Hence there has been a rush to defensive, income-producing assets. Last year, 40 fortress shopping centres changed hands in Europe for a total of €8bn, two-thirds of them bought by cross-border investors. The UK’s capital topped the international league, with €20.6bn gushing into London, second globally to New York.
Asian investors are particularly prominent in London. The attractions for them are obvious: it is a big, transparent and liquid market in a politically stable country, and offers a more foreigner-friendly investing environment than many of its neighbours.
In London, the weight of overseas capital pressing down on the core London market is pricing out the local European institutions.
However, INREV’s annual survey on the future investment preferences of unlisted funds found that the UK has dropped down the ranking, with German retail now the favoured country/sector combination for nearly two-thirds of those polled. The Nordic region also figured prominently. Global investors are also looking to Germany and France.
“In 2012, pricing will be a key factor as well as how the eurozone crisis plays out,” says David Green-Morgan, head of Jones Lang LaSalle’s capital markets research. With core and core-plus property looking pricy, a substantial amount of capital in Europe has moved up the risk spectrum this year.
According to Emerging Trends 2012, PricewaterhouseCoopers’ and the Urban Land Institute’s canvassing of Europe’s real estate community, 53% of respondents’ allocations would be in riskier value-added, opportunistic investments, debt, or development.
Development dries up
“I’m intrigued by the quite significant lack of new construction in many parts of Europe, largely due to lack of debt finance for new development,” says Gilchrist. “That makes me a bit more positive about the prospects for rents. We haven’t really had a rental cycle of any true nature for some time now.”
Luccioni adds: “A lot of secondary assets need prices to fall to make them work and debt is not going to come to plug that gap.”

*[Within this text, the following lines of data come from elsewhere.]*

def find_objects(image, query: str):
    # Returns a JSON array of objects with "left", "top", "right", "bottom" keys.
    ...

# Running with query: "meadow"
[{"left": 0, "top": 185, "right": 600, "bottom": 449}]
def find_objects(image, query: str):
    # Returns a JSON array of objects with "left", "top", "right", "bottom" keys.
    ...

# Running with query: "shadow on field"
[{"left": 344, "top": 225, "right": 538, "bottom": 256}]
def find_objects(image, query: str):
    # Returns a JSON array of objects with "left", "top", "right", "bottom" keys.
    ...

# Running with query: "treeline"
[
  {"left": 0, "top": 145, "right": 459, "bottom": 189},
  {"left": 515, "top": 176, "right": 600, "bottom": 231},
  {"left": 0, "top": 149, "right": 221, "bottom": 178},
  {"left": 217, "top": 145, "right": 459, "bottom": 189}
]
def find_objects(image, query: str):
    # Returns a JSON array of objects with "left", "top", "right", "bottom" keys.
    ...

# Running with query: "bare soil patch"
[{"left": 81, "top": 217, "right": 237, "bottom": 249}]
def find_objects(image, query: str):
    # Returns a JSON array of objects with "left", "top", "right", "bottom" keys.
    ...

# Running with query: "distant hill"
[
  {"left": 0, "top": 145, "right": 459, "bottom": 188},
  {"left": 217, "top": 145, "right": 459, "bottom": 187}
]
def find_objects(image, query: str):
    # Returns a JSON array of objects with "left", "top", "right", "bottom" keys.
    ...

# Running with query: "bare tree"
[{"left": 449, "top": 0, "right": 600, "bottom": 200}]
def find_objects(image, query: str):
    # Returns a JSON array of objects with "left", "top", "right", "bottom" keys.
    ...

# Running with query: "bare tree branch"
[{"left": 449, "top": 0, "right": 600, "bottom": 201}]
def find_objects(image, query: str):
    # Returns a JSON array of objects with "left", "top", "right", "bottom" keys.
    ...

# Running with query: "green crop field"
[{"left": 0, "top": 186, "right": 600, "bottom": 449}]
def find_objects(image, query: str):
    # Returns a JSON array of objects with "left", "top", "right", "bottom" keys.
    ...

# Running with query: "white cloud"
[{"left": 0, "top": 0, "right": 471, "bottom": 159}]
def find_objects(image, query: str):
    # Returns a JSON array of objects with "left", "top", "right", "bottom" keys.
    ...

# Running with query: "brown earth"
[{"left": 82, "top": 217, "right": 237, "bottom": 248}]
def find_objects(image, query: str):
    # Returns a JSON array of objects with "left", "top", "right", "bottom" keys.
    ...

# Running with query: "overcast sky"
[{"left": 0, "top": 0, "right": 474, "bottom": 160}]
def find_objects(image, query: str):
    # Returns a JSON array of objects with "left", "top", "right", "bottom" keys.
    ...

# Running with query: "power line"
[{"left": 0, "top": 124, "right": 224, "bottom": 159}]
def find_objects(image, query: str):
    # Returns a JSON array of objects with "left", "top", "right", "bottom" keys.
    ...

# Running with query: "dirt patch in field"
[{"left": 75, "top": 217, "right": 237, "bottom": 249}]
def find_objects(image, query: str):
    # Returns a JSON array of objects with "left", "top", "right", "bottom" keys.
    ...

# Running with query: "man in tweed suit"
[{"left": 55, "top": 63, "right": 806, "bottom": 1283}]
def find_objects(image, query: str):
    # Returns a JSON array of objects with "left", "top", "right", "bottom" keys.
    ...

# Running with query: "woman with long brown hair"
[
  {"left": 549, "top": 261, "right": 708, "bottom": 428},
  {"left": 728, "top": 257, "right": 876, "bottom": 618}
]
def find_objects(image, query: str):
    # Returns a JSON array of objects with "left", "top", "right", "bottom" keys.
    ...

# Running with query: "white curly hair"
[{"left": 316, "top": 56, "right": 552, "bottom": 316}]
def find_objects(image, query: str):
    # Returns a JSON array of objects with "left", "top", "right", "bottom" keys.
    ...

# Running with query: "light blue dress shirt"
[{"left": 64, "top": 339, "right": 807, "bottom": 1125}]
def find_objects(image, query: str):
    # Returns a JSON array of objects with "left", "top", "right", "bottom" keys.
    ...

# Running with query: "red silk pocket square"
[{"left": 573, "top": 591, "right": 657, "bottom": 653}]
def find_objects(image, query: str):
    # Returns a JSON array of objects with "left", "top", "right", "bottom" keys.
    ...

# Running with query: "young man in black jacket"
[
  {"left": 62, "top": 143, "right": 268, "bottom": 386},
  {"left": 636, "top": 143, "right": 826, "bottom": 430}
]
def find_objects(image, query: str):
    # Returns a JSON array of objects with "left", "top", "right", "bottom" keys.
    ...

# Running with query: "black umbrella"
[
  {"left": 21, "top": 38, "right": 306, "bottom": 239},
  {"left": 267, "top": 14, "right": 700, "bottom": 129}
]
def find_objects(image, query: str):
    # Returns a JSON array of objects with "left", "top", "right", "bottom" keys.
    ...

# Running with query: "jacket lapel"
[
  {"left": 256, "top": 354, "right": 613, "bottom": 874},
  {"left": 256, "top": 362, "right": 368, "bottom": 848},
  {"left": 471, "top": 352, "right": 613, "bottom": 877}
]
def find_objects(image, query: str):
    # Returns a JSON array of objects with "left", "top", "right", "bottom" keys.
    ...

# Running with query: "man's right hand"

Some think a 5-30% price drop is needed, but it is not clear how fast and how far vendors, especially banks, will be prepared to clear out their less-than-prime stock.
“Economies are muddling through, but these are times when you can buy assets of interesting value at interesting prices,” concludes Luccioni. “You need to have a plan of how to develop that value and how to exit the asset. But at least you can buy things that are attractive in terms of entry price.”
Warsaw is at the heart of Central European revival
Central Europe is the unexpected hotspot for investors, with investment there spiking to €7bn last year, 5% of Europe’s total.
“Demand is improving and quite strong office rental growth is forecast,” says Joe Kelly of Real Capital Analytics. “Most of the investment has come from cross-border players: German investors, US opportunity funds and retail funds.”
Last year, almost half the capital invested in the region went to Poland, the only EU country to avoid recession. Most of it went to Warsaw, ranked the city with Europe’s third-best investment prospects in the Emerging Trends report from PricewaterhouseCoopers and the Urban Land Institute, despite decelerating office rent expectations.
The retail sector is also strong in the region, attracting international brands, and there is undersupply of shopping space. Last year, €2.7bn of retail changed hands, with Blackstone, Atrium and ECE buying new shopping centres. “Investors bought not just core, but suburban malls,” notes Kelly.